Reactions: Thank You! 1


----------



## NYWoodturner (May 9, 2015)

Joe - Thats one hell of an assortment! You've been busy. Great looking offerings too. No surprise to me you did well. Nice job.


----------



## Sprung (May 9, 2015)

Very nice, Joe! Looks like some great pieces!

BTW - the bottle opener that you've got mounted to the boards - where do you get yours? I've been trying to find a place to buy some and haven't found a good place to yet.


----------



## Gixxerjoe04 (May 9, 2015)

Thanks, I think I have like 12 different different items or variations of an item haha. I hate making the same thing over and over again, don't want to get burnt out. Plus having only a couple of things like only cutting boards or pens, if the person didn't come there wanting that they'll move on quick, having a bunch of different stuff to look at helps I think. I think my stuff also stands out because most of the woodworkers who I've seen sell at shows here usually just use plain walnut, cherry and maple for the most part which gets kind of boring. I think throwing in ambrosia maple, some exotics mixed in and curly stuff helps too. One thing I need to learn is quit waiting until the last minute to make everything, yesterday I took off work and did most of my pens and the day before did all of my bowls, I procrastinate way too much haha. The one serving tray I have made of all walnut, it's got a little curl but it's so much darker than most of my walnut it just looks awesome, I've got one 8 foot board and like half of one left, right at a crotch piece at the top with sap and tons of curl, afraid to use the rest haha.


----------



## Gixxerjoe04 (May 9, 2015)

Sprung said:


> Very nice, Joe! Looks like some great pieces!
> 
> BTW - the bottle opener that you've got mounted to the boards - where do you get yours? I've been trying to find a place to buy some and haven't found a good place to yet.
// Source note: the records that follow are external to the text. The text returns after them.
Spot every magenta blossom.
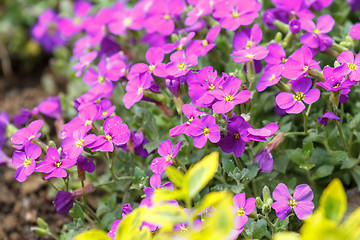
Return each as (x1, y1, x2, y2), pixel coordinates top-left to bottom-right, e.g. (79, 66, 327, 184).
(316, 66, 355, 92)
(36, 147, 76, 179)
(166, 50, 198, 77)
(211, 76, 251, 114)
(88, 116, 130, 152)
(272, 183, 314, 220)
(213, 0, 261, 31)
(144, 174, 173, 198)
(254, 147, 273, 173)
(188, 115, 220, 149)
(150, 139, 182, 174)
(317, 110, 342, 126)
(231, 46, 269, 63)
(241, 122, 279, 142)
(333, 51, 360, 81)
(276, 77, 320, 114)
(169, 104, 205, 137)
(187, 26, 221, 57)
(282, 45, 320, 80)
(123, 73, 152, 109)
(233, 23, 262, 50)
(62, 128, 97, 159)
(12, 143, 41, 182)
(232, 193, 255, 231)
(300, 14, 334, 51)
(12, 120, 43, 150)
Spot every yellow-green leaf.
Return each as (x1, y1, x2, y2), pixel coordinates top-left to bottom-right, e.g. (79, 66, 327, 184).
(339, 207, 360, 240)
(274, 232, 300, 240)
(184, 152, 219, 199)
(166, 165, 184, 188)
(141, 204, 187, 229)
(319, 178, 346, 223)
(192, 192, 234, 240)
(194, 191, 228, 216)
(153, 188, 185, 202)
(74, 230, 110, 240)
(116, 207, 145, 240)
(300, 211, 339, 240)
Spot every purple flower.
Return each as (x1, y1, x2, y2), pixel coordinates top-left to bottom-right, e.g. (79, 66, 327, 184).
(282, 45, 320, 80)
(163, 32, 195, 53)
(13, 109, 32, 127)
(185, 0, 214, 26)
(58, 1, 92, 38)
(241, 122, 279, 142)
(123, 73, 152, 109)
(150, 140, 182, 174)
(36, 147, 76, 179)
(254, 148, 273, 173)
(300, 14, 334, 51)
(144, 0, 185, 35)
(289, 19, 301, 34)
(108, 4, 145, 35)
(169, 104, 205, 137)
(265, 43, 287, 72)
(117, 130, 150, 158)
(166, 50, 198, 77)
(12, 143, 41, 182)
(73, 51, 98, 77)
(12, 120, 43, 150)
(333, 51, 360, 81)
(232, 193, 255, 230)
(31, 9, 67, 52)
(218, 116, 250, 157)
(188, 115, 220, 149)
(276, 77, 320, 114)
(348, 0, 360, 11)
(256, 67, 282, 92)
(350, 23, 360, 40)
(77, 155, 96, 173)
(62, 128, 96, 159)
(108, 204, 133, 239)
(233, 24, 262, 50)
(53, 191, 77, 215)
(272, 183, 314, 220)
(317, 111, 342, 126)
(88, 116, 130, 152)
(231, 46, 269, 63)
(316, 66, 355, 92)
(97, 99, 116, 120)
(187, 26, 221, 57)
(211, 76, 251, 114)
(213, 0, 261, 31)
(36, 96, 62, 120)
(144, 174, 173, 198)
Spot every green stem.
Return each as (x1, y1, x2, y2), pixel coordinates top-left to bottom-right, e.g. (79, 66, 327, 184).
(76, 200, 101, 224)
(246, 61, 255, 90)
(47, 179, 61, 191)
(233, 153, 243, 169)
(335, 120, 348, 152)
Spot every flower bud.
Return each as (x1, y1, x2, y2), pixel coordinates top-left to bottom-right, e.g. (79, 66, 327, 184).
(36, 217, 48, 229)
(256, 196, 263, 209)
(262, 185, 271, 202)
(31, 227, 48, 235)
(289, 19, 301, 34)
(274, 32, 283, 43)
(262, 203, 271, 214)
(248, 211, 258, 219)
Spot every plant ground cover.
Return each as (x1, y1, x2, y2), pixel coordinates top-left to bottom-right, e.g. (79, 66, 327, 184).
(2, 0, 360, 239)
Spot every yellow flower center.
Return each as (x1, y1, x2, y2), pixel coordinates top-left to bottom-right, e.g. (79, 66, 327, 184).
(234, 133, 240, 139)
(281, 57, 287, 64)
(54, 162, 62, 168)
(74, 17, 82, 25)
(289, 198, 297, 208)
(348, 62, 357, 71)
(186, 117, 194, 126)
(203, 127, 210, 135)
(47, 22, 57, 36)
(232, 11, 240, 18)
(269, 75, 276, 82)
(180, 226, 189, 232)
(98, 76, 105, 84)
(224, 94, 234, 102)
(102, 110, 108, 116)
(237, 207, 245, 216)
(293, 92, 305, 102)
(208, 84, 215, 91)
(23, 158, 32, 167)
(163, 14, 171, 20)
(303, 65, 309, 72)
(149, 65, 156, 72)
(84, 120, 92, 126)
(166, 154, 173, 161)
(123, 18, 132, 26)
(28, 135, 35, 140)
(178, 63, 186, 70)
(246, 40, 253, 48)
(76, 139, 84, 147)
(138, 87, 143, 94)
(105, 134, 112, 141)
(176, 45, 183, 51)
(312, 28, 320, 35)
(245, 54, 254, 58)
(202, 39, 209, 46)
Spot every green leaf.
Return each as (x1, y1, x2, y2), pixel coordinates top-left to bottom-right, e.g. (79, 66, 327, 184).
(184, 152, 219, 198)
(341, 158, 358, 169)
(320, 178, 347, 223)
(299, 163, 315, 171)
(75, 230, 110, 240)
(351, 166, 360, 191)
(286, 148, 304, 165)
(166, 165, 184, 188)
(222, 158, 236, 173)
(230, 184, 244, 193)
(330, 151, 348, 164)
(253, 219, 271, 239)
(134, 166, 146, 182)
(303, 139, 314, 160)
(313, 165, 334, 180)
(274, 232, 300, 240)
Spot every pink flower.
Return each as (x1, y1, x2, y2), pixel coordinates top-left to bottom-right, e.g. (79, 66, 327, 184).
(12, 143, 41, 182)
(232, 193, 255, 231)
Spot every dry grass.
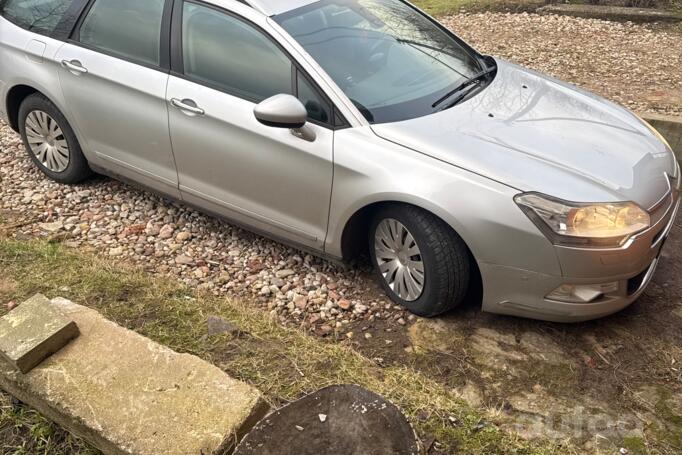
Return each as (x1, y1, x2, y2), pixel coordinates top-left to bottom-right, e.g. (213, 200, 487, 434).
(413, 0, 545, 16)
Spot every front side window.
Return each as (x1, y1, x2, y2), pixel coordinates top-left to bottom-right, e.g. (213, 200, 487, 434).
(78, 0, 165, 66)
(297, 73, 331, 124)
(276, 0, 486, 123)
(182, 2, 293, 103)
(0, 0, 74, 35)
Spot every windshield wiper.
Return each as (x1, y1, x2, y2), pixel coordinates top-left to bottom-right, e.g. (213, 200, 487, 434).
(431, 66, 496, 109)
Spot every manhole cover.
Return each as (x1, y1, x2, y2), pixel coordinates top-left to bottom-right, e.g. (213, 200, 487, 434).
(234, 384, 420, 455)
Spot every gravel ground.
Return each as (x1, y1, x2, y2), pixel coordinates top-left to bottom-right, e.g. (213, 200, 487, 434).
(445, 13, 682, 116)
(1, 13, 681, 336)
(0, 132, 400, 336)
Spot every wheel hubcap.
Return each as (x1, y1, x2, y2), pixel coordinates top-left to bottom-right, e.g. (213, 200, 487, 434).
(25, 110, 70, 173)
(374, 219, 425, 301)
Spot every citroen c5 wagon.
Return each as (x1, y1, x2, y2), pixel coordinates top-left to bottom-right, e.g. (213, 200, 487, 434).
(1, 0, 679, 322)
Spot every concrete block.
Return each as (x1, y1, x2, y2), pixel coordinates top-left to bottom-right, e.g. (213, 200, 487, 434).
(0, 296, 270, 455)
(0, 294, 79, 373)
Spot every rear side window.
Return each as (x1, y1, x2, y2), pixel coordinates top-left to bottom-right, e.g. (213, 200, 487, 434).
(78, 0, 165, 66)
(0, 0, 74, 35)
(181, 2, 292, 103)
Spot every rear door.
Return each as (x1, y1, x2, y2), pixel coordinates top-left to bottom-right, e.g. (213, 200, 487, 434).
(55, 0, 179, 196)
(167, 1, 337, 249)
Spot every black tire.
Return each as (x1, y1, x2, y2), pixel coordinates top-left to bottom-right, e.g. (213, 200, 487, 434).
(18, 93, 92, 184)
(369, 204, 470, 317)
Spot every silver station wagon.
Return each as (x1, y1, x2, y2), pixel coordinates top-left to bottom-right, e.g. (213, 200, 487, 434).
(0, 0, 679, 322)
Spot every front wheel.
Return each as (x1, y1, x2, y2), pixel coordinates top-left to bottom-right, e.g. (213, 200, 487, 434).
(369, 205, 470, 317)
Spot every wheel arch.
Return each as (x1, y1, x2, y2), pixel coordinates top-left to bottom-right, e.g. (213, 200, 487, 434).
(338, 197, 483, 305)
(4, 81, 89, 154)
(338, 196, 472, 258)
(339, 196, 481, 276)
(5, 84, 41, 132)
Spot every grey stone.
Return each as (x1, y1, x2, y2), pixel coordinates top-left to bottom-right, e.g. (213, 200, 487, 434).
(454, 381, 483, 407)
(518, 331, 571, 365)
(0, 294, 79, 374)
(275, 269, 295, 279)
(0, 297, 269, 455)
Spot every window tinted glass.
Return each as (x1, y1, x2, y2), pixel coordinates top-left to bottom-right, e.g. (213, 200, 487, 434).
(297, 75, 330, 124)
(79, 0, 165, 66)
(182, 2, 292, 103)
(276, 0, 484, 124)
(1, 0, 74, 34)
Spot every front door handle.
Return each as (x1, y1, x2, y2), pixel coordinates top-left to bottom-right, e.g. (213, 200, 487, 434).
(61, 59, 88, 74)
(171, 98, 205, 116)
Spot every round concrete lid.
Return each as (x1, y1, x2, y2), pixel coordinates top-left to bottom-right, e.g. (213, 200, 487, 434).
(234, 384, 420, 455)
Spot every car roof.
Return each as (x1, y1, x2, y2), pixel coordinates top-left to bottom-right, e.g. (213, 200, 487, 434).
(243, 0, 320, 16)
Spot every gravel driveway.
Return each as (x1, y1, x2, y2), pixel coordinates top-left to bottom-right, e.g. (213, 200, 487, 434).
(445, 13, 682, 116)
(1, 13, 681, 336)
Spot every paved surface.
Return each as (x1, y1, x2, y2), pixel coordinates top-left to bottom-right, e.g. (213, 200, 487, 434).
(0, 296, 269, 455)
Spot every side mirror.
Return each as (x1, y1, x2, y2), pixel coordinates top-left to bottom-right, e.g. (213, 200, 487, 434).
(254, 94, 307, 129)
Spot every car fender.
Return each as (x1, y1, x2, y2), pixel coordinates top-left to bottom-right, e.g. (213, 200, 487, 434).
(327, 126, 562, 276)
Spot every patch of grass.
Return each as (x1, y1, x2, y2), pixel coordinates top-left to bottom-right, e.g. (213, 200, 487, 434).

Are you talking about the bottle opener part? If so I assume you aren't talking about the UK one haha, but I get the black ones at hobby lobby, usually on sale for like 50% off which makes them cost $1.50, cheapest you can find them anywhere.

Reactions: Thank You! 1


----------



## Sprung (May 9, 2015)

Gixxerjoe04 said:


> Are you talking about the bottle opener part? If so I assume you aren't talking about the UK one haha, but I get the black ones at hobby lobby, usually on sale for like 50% off which makes them cost $1.50, cheapest you can find them anywhere.
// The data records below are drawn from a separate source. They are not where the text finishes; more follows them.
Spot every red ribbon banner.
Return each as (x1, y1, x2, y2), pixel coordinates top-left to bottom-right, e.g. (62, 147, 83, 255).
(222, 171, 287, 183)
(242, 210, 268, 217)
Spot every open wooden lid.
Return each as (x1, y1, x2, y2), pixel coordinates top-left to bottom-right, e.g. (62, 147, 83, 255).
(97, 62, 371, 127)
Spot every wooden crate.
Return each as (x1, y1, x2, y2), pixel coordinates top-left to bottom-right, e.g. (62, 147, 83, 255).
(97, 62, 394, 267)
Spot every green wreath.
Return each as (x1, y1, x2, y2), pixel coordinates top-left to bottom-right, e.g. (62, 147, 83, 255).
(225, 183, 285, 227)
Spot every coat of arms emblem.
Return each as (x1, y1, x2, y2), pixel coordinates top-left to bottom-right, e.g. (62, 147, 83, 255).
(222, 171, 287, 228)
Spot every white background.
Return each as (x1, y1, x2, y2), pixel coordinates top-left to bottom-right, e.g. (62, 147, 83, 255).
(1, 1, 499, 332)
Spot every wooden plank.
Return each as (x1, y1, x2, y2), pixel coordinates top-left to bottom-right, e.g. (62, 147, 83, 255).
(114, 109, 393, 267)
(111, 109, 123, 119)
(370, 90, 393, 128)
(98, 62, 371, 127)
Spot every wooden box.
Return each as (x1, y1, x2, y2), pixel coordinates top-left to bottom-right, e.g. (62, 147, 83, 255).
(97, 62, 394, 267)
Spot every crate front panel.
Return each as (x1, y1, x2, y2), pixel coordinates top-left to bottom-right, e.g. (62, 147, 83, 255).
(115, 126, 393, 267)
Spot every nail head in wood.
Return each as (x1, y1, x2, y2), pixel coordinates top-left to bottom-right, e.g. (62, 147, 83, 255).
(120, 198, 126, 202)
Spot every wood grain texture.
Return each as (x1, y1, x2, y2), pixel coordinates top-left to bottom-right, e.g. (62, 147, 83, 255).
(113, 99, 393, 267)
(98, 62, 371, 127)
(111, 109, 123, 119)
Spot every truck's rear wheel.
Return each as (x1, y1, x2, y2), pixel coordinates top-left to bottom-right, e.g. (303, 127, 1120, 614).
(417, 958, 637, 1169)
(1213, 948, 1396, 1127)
Thanks! Going to have to try and find them the next time I get dragged into Hobby Lobby. (And, yes, the black ones, lol!)


----------



## barry richardson (May 9, 2015)

Wow, you've been busy! lots of nice looking stuff. I found shows were always a crap shoot, hope you did well...


----------



## Nature Man (May 9, 2015)

Can't believe you procrastinated what with all the projects you had on display! Great assortment -- something for everyone! Chuck


----------



## Tony (May 9, 2015)

If you did all that last minute I'd hate to see what you can crank out in 2 weeks! Nice assortment, I really like those bread boards of yours! Tony


----------



## Gixxerjoe04 (May 10, 2015)

Well I consider last minute right at 2 weeks haha, I work full time so it's a lot of stuff to get done in a couple weeks working after work and on the weekends. Can be kind of stressful having to finish stuff up late but it's nice all the complements I get, if complements could help buy more tools haha.


----------



## manbuckwal (May 10, 2015)

Awesome array of wood goodies Joe ! I like the handles on your bread boards, nice touch .


----------



## Tony (May 10, 2015)

Joe, I fully understand! I work 60+ at my job, then try to get some woodworking done after that! Tony


----------



## Gixxerjoe04 (May 10, 2015)

Finally done and everything put up, freaking pooped but was a good time. Didn't do as well today as yesterday but was close, before costs I made almost 12 times the booth fee, so was def profitable for the weekend. Had tons of cards taken and got my name out there a lot which will hopefully lead to future sales.

Reactions: Like 3 | Way Cool 1


----------